3. It is their job to drive me the 1 mile distance to the airport.
I don’t think I am cheap (the HH does). I think I am being rational.
Moving on…
My seat assignment had me sitting next to Biker Guy with a Grudge. And, in true Mavis fashion, once the cabin doors were locked, I made no apologies and bolted for an empty row. Sitting next to undesirable cabin mates scare me.
1. They are creepy.
2. They tend to smell (body order, liquor, cigarettes… you name it).
3. They typically want to ask questions like… What is your name? Where are you from? What do you do for a living? Do you have any kids? What are your hobbies? (Seriously… why do they need to know this? Why do they care? What are they going to do with the information? Didn’t their mother tell them not to talk to strangers or to give out their personal information when they were younger?)
Anyway, once I was settled I grabbed the latest copy of the Alaska Airlines in flight magazine.
The first ad that caught my eye was for a hotel. At first I thought maybe this particular hotel chain was for carnie folk… allowing tigers to stay in hotel rooms and such. Then after staring at it a while longer, I came to the conclusion that the advertising company promoting this magazine must be channeling Joan Collins from the 1980’s show Dynasty. Either that or Sigfried & Roy.
I believe this hotel company is promoting something a little kinky too… I just can’t put my finger on it. I mean really, how many men out there paint woman’s toenails like the guy portrayed here? I don’t even like walking around barefooted let alone want the HH to touch my feet. Blech… No thanks, I don’t want to stay at that hotel either.
Now these are nice… too bad I don’t go to rodeos. Or wear bagazillion dollar boots.
Take a look at this company… They want to do your grocery shopping for you. Dude. I think I will always be able to find the time to bake my daughter a birthday cake rather than have your granola eating, tree hugging arse buy her a giant bagel and try to pawn it off as a cake.

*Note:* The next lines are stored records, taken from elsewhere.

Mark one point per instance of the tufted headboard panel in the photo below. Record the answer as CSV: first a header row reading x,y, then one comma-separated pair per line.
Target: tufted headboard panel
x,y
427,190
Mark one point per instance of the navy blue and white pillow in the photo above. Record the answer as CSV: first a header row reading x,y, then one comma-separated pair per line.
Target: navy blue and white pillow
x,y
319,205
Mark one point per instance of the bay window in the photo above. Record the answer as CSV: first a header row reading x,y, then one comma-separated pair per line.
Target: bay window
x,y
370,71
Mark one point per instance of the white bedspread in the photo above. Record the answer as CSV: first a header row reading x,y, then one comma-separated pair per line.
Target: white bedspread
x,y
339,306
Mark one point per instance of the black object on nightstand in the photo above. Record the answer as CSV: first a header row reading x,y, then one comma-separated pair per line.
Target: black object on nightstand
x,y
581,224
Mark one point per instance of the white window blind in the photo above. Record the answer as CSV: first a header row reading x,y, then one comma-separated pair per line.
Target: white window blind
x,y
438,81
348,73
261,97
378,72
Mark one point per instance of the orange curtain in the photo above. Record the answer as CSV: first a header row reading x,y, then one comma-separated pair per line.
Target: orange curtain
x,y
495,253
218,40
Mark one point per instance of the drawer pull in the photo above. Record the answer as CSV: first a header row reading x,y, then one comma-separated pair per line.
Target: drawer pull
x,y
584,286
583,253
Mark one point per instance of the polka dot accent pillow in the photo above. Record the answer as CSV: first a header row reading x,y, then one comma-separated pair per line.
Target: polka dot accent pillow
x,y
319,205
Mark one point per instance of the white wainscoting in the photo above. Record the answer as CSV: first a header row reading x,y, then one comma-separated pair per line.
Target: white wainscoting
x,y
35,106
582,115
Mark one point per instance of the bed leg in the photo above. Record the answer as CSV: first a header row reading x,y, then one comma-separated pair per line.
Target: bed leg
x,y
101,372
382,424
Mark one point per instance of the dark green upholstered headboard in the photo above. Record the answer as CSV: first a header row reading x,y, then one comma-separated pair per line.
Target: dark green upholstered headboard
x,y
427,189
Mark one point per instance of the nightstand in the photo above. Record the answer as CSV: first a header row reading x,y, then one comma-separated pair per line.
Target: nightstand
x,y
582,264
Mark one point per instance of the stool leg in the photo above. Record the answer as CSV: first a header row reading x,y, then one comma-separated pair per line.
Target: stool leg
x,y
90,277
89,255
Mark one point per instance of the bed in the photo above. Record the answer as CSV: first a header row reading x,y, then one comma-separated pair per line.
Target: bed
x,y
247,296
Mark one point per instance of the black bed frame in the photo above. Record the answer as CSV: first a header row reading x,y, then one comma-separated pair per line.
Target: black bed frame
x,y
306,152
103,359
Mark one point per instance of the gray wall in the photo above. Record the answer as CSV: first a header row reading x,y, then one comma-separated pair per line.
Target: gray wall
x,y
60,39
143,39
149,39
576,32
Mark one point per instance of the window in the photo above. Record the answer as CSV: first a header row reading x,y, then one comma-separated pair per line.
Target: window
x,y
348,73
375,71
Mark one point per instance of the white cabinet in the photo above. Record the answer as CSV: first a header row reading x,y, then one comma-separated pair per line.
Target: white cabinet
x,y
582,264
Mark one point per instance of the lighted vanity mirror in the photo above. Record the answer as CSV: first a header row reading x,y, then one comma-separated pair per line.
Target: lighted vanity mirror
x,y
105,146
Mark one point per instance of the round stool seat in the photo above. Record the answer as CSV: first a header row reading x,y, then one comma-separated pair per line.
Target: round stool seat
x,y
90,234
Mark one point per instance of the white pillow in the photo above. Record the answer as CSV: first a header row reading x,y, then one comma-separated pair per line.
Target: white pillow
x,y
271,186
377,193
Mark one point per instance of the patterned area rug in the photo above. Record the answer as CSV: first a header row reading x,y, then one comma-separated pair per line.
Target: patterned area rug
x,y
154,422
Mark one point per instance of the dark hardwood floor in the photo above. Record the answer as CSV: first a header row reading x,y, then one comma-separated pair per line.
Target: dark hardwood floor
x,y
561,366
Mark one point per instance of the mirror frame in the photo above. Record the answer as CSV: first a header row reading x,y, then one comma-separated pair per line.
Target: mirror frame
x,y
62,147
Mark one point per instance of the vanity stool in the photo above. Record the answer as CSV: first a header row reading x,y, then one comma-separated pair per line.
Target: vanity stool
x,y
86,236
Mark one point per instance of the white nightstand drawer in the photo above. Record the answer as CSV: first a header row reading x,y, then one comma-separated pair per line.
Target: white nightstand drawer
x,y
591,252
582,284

And if those ads were not bad enough… Who the heck are these people? I have been to Boise four times in as many months and have never laid eyes on these merry makers. Who are they? And why are they dancing in someones front yard?
Luckily, by the time I had read my magazine, drank complimentary orange juice and ingested my 3.2 peanuts it was time to land. I made it. I had survived another flight. I didn’t have to sit by anyone weird, or that smelled and nobody talked to me.
Now that’s my kind of flight!
Oh, and one last thing.
Attention 55-year-old males. Stop wearing your kids clothing. Skater shoes and dark acid washed jeans don’t look good on you. They make you look like you are trying to hard. Which you are. Be a man. Wear man clothes.
The Worst Case Scenario Survival Handbook: Travel
desi says
The dancing people, are they part of the Basque (?) festival that is held in Idaho each year?
Mavis says
Are they? I will have to google it.
Shirley says
I enjoyed the flight. Hugs to Mavis.